Estimate Mean, Standard Deviation, and Standard Error Nonparametrically

Estimate the mean, standard deviation, and standard error of the mean nonparametrically given a sample of data, and optionally construct a confidence interval for the mean.

enpar(x, ci = FALSE, ci.method = "bootstrap", ci.type = "two-sided", 
      conf.level = 0.95, pivot.statistic = "z", n.bootstraps = 1000, seed = NULL)

Arguments

x: numeric vector of observations. Missing (NA), undefined (NaN), and infinite (Inf, -Inf) values are allowed but will be removed.
ci: logical scalar indicating whether to compute a confidence interval for the mean. The default value is ci=FALSE.
ci.method: character string indicating what method to use to construct the confidence interval for the mean. The possible values are "bootstrap" (based on bootstrapping; the default), and "normal.approx" (normal approximation). See the DETAILS section for more information. This argument is ignored if ci=FALSE.
ci.type: character string indicating what kind of confidence interval to compute. The possible values are "two-sided" (the default), "lower", and "upper". This argument is ignored if ci=FALSE.
conf.level: a scalar between 0 and 1 indicating the confidence level of the confidence interval. The default value is conf.level=0.95. This argument is ignored if ci=FALSE.
pivot.statistic: character string indicating which statistic to use for the confidence interval for the mean when ci.method="normal.approx". Possible values are "z" (confidence interval based on the z-statistic; the default), and "t" (confidence interval based on the t-statistic). This argument is ignored if ci=FALSE or
ci.method="bootstrap".
n.bootstraps: numeric scalar indicating how many bootstraps to use to construct the confidence interval for the mean. This argument is ignored if ci=FALSE or
ci.method="normal.approx".
seed: integer supplied to the function set.seed and used when
ci=TRUE and ci.method="bootstrap". The default value is seed=NULL, in which case the current value of .Random.seed is used. This argument is ignored if ci=FALSE or ci.method="normal.approx". This argument is necessary to create reproducible results for the bootstrapped confidence intervals (see the EXAMPLES section).

Details

Let $\underline{x} = (x_1, x_2, \ldots, x_N)$ denote a vector of $N$ observations from some distribution with mean $\mu$ and standard deviation $\sigma$.

Estimation
Unbiased and consistent estimators of the mean and variance are: $$\hat{\mu} = \bar{x} = \frac{1}{n} \sum_{i=1}^n x_i \;\;\;\; (1)$$ $$\hat{\sigma}^2 = s^2 = \frac{1}{n-1} \sum_{i=1}^n (x_i - \bar{x})^2 \;\;\;\; (2)$$ A consistent (but not unbiased) estimate of the standard deviation is given by the square root of the estimated variance above: $$\hat{\sigma} = s \;\;\;\; (3)$$ It can be shown that the variance of the sample mean is given by: $$\sigma^2_{\hat{\mu}} = \sigma^2_{\bar{x}} = \frac{\sigma^2}{n} \;\;\;\; (4)$$ so the standard deviation of the sample mean (usually called the standard error) can be estimated by: $$\hat{\sigma}_{\hat{\mu}} = \hat{\sigma}_{\bar{x}} = \frac{s}{\sqrt{n}} \;\;\;\; (5)$$

Confidence Intervals
This section explains how confidence intervals for the mean $\mu$ are computed.

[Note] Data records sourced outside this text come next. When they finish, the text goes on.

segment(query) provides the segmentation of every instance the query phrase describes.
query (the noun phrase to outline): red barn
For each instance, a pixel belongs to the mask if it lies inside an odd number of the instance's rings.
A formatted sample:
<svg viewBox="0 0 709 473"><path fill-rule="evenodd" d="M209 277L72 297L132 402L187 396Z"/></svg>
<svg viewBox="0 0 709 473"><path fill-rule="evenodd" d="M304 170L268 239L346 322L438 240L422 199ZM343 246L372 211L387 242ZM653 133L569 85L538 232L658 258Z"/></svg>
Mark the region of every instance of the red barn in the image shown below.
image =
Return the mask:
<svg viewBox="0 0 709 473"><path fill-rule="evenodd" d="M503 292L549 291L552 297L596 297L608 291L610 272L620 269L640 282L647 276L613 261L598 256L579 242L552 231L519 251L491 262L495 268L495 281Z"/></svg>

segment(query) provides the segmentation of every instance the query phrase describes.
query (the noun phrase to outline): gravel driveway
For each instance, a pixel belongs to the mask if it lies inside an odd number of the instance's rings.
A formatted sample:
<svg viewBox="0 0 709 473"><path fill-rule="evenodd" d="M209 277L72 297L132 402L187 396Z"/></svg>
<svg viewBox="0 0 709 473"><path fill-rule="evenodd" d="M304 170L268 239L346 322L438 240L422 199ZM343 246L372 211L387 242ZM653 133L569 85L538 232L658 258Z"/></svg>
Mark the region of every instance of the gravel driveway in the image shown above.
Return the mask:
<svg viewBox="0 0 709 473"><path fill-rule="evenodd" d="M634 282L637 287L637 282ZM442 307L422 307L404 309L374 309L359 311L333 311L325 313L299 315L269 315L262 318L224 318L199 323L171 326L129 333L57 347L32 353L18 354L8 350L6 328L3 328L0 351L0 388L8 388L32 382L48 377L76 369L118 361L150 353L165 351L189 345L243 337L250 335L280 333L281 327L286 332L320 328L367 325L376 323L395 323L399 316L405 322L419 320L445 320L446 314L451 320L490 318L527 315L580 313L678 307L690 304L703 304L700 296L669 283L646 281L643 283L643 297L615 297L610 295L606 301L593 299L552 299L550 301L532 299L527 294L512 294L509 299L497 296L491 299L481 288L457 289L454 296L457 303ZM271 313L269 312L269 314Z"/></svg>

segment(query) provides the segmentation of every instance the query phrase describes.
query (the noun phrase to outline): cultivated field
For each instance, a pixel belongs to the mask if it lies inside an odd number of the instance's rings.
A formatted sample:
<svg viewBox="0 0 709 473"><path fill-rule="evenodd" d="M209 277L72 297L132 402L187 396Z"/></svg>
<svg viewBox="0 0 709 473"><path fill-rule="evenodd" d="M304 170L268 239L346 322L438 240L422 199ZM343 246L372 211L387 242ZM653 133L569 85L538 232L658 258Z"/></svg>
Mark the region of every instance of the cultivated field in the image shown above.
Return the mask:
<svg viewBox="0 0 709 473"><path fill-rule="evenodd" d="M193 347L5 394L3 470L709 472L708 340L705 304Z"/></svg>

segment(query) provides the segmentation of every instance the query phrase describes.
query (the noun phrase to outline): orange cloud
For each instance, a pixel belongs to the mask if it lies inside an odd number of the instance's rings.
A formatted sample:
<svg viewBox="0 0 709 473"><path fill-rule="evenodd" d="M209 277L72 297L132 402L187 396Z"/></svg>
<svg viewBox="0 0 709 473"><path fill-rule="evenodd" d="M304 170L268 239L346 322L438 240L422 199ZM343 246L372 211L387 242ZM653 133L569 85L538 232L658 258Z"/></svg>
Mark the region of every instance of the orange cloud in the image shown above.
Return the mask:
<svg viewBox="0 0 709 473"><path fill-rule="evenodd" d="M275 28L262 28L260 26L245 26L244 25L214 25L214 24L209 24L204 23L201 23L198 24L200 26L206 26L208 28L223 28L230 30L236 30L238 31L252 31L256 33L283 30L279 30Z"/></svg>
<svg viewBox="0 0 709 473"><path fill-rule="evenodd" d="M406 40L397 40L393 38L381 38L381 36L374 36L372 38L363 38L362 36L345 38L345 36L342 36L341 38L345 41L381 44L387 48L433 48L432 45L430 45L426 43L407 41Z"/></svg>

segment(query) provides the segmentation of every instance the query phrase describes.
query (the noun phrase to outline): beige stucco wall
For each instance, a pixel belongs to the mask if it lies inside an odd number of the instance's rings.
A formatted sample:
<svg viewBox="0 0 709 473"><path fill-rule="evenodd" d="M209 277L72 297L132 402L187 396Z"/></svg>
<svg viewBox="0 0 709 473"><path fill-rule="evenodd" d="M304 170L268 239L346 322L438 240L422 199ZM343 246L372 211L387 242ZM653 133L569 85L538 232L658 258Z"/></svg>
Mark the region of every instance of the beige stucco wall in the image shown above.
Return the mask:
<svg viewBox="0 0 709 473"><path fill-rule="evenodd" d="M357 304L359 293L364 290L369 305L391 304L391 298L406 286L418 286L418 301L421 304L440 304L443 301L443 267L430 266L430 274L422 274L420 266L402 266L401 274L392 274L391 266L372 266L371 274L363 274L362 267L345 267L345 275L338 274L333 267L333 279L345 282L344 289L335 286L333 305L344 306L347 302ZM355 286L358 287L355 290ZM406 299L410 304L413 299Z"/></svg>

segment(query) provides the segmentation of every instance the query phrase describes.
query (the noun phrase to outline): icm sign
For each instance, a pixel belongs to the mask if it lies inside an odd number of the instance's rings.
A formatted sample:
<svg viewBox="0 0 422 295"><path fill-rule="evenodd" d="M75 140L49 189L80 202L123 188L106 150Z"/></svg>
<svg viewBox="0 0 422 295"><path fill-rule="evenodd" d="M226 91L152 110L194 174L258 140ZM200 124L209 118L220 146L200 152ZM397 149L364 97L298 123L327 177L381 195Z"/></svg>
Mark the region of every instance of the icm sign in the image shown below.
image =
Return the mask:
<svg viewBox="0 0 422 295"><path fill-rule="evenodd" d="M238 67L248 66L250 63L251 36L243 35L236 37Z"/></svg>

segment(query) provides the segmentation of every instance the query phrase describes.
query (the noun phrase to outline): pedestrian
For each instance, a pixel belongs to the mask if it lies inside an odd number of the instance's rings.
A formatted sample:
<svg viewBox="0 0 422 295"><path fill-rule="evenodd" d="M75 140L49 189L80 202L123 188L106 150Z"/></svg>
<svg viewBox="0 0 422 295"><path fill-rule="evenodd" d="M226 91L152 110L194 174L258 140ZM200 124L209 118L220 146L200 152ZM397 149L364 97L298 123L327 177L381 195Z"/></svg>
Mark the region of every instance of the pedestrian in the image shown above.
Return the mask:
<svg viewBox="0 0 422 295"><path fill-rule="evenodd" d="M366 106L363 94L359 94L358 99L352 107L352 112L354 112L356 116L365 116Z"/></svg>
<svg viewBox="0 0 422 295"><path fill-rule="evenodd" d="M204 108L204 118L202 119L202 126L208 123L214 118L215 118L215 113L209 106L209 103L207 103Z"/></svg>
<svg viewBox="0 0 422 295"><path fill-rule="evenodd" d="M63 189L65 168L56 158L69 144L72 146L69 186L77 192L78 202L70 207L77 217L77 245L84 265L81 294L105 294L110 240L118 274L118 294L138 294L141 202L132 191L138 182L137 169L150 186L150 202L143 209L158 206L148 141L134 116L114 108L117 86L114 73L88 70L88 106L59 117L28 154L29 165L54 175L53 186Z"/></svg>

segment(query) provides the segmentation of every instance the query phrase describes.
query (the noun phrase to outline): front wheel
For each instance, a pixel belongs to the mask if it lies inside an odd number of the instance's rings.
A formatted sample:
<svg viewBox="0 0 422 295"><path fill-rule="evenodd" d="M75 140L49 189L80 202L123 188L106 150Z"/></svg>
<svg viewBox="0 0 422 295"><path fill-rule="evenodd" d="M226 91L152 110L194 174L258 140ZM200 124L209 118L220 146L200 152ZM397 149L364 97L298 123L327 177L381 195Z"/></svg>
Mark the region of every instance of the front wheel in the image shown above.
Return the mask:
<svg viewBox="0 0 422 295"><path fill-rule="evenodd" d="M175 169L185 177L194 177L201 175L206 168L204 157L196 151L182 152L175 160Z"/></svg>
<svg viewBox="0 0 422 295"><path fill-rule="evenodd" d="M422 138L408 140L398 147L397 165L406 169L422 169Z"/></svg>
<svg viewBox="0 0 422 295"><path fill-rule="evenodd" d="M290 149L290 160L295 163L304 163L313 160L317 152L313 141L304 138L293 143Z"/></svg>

Normal Approximation (ci.method="normal.approx")
This method constructs approximate $(1-\alpha)100\%$ confidence intervals for $\mu$ based on the assumption that the estimator of $\mu$, i.e., the sample mean, is approximately normally distributed. That is, a two-sided $(1-\alpha)100\%$ confidence interval for $\mu$ is constructed as: $$[\hat{\mu} - t_{1-\alpha/2, m-1}\hat{\sigma}_{\hat{\mu}}, \; \hat{\mu} + t_{1-\alpha/2, m-1}\hat{\sigma}_{\hat{\mu}}] \;\;\;\; (6)$$ where $\hat{\mu}$ denotes the estimate of $\mu$, $\hat{\sigma}_{\hat{\mu}}$ denotes the estimated asymptotic standard deviation of the estimator of $\mu$, $m$ denotes the assumed sample size for the confidence interval, and $t_{p,\nu}$ denotes the $p$'th quantile of Student's t-distribuiton with $\nu$ degrees of freedom. One-sided confidence intervals are computed in a similar fashion.

When pivot.statistic="z", the $p$'th quantile from the standard normal distribution is used in place of the $p$'th quantile from Student's t-distribution.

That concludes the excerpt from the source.